Q: Who or what has inspired you to become a mortgage broker? What led you to this industry?
Being made redundant was the catalyst that prompted me to look for other employment opportunities within the finance sector. In hindsight being made redundant was the best thing that could have happened - although it didn't feel like it at the time.
Q: What is the best part of being a broker?
People! Assisting people with solutions is the best part of being a broker. That might range from helping a client out of serious financial trouble, assisting with the purchase of a motor vehicle, purchasing a first home or purchasing the tenth home, or even obtaining better interest rates that what the clients own bank had already offered them. All of these are hugely satisfying.
Q: What’s the hardest, most challenging part?
I think sourcing and having the right finance package approved on the best possible terms and from the right lender. That's the most challenging and the most rewarding really.
Q: What do you think has been the secret to your professional success?
Having a tried and tested process that I've perfected over 18 years and repeat every single day. That includes being very well prepared before I go out to any appointment, being on time, being professional and non-judgemental.
Q: As an experienced broker, what still surprises you when meeting clients?
It’s my view that the young people have become too comfortable with high levels of debt in order to satisfy wants over needs and more seriously, and that credit providers are clearly not establishing the creditworthiness of credit seekers before approving large credit card limits.
Q: What was your most memorable client experience?
It involved a couple who called to cancel all of their insurances.
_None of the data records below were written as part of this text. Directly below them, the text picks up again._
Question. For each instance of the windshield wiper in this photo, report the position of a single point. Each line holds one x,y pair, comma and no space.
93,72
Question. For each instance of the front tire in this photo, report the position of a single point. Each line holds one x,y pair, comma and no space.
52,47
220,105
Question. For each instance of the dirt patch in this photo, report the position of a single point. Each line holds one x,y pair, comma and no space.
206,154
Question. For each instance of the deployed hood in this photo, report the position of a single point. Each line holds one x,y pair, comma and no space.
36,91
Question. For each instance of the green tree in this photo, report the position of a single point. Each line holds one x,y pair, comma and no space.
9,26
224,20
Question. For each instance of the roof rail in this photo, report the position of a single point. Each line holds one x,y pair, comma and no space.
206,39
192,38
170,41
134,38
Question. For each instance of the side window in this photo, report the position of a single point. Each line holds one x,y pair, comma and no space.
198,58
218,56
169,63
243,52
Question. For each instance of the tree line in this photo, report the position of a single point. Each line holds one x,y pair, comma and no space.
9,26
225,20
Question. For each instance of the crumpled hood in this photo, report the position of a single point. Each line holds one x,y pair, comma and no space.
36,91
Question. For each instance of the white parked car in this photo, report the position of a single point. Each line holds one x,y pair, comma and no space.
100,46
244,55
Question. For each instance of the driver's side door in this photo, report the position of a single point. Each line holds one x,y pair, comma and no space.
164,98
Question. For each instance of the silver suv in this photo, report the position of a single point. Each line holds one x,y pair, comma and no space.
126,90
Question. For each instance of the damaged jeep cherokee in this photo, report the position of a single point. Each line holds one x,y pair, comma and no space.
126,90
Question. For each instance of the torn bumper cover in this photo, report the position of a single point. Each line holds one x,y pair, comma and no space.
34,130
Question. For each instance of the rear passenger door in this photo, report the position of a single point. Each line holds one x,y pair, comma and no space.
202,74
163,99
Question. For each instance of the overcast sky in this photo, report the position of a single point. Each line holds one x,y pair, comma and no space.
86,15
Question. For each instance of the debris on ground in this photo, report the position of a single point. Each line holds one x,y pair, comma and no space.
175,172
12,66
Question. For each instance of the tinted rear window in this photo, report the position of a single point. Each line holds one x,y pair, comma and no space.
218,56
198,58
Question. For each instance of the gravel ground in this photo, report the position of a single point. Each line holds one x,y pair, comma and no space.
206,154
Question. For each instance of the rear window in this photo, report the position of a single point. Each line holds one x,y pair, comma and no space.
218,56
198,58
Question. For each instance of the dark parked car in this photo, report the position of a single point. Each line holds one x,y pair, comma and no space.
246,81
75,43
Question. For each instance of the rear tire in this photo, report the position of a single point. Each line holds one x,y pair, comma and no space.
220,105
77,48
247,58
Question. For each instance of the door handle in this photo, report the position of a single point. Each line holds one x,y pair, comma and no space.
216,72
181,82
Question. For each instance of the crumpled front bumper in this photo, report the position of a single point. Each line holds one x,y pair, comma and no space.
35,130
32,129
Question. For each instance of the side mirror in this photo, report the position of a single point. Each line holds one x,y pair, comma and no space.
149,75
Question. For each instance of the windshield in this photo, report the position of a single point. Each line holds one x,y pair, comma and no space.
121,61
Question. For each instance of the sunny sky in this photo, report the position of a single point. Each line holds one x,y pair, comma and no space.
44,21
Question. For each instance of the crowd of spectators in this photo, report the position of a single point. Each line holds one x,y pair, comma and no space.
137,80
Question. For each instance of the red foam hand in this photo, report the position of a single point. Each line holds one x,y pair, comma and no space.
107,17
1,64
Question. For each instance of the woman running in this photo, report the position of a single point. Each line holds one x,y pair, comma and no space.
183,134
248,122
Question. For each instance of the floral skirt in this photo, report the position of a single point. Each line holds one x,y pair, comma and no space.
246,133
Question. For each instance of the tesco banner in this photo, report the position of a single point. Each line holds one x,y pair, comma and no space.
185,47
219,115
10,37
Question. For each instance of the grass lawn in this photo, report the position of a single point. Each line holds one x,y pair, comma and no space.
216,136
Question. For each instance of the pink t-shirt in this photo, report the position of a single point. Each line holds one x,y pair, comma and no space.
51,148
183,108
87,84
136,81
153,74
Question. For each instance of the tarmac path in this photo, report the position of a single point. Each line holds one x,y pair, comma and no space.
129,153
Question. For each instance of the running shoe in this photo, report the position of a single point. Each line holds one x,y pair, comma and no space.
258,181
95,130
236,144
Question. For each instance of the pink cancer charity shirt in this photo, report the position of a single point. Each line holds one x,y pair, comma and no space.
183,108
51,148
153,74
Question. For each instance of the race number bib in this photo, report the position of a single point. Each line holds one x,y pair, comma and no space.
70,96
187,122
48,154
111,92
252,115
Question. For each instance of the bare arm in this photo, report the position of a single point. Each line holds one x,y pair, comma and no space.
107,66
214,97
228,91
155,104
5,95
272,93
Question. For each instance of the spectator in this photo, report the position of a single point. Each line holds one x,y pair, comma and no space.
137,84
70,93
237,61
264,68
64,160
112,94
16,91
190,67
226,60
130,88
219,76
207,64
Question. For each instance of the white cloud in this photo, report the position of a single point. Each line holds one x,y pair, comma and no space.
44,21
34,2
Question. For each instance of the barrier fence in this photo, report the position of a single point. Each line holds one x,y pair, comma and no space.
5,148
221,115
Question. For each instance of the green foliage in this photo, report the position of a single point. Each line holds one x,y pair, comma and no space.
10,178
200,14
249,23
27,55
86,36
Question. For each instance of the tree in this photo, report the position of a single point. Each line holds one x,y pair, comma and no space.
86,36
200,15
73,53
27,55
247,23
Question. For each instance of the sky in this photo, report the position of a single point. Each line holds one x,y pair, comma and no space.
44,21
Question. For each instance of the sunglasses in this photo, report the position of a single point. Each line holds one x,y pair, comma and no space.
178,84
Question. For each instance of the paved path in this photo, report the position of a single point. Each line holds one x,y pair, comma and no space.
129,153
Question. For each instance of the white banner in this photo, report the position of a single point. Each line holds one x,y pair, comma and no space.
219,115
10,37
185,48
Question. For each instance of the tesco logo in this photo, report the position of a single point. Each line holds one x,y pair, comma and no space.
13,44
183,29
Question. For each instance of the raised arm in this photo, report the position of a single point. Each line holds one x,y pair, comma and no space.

A short time after encouraging the husband to at least retain his life cover and trauma cover, he suffered a major heart attack and received a $286,000 benefit payment, which allowed him to become debt free, receive successful medical treatment and fully recuperate without any money worries.
He was then able to return to full-time employment. You read about these things in magazines and see it on TV but to experience it in real life is very satisfying.
Q: How would you sum up brokers?
Your best friend.
Q: Does the industry need more regulation?
What we have and what is proposed is acceptable in my view. But time will tell.
Q: Outside the broking business, what else do you enjoy doing?
Playing golf, walking in the Redwoods at home in Rotorua and spending time with my wife of 40 years and our family.
Q: If you were the Prime Minister for a day, what would you do?
Bring the most intelligent, successful and respected business people and entrepreneurs together and ask them what needs to be done. And then go back to the bureaucrats and tell them to make it happen.
Q: If you could have dinner with any three people who would you invite and why?
Three people facing the end of their life to inspire me to live and value my life more.
Q: Complete this sentence: If I wasn’t in mortgage broking, I would be…
An English lecturer at a university.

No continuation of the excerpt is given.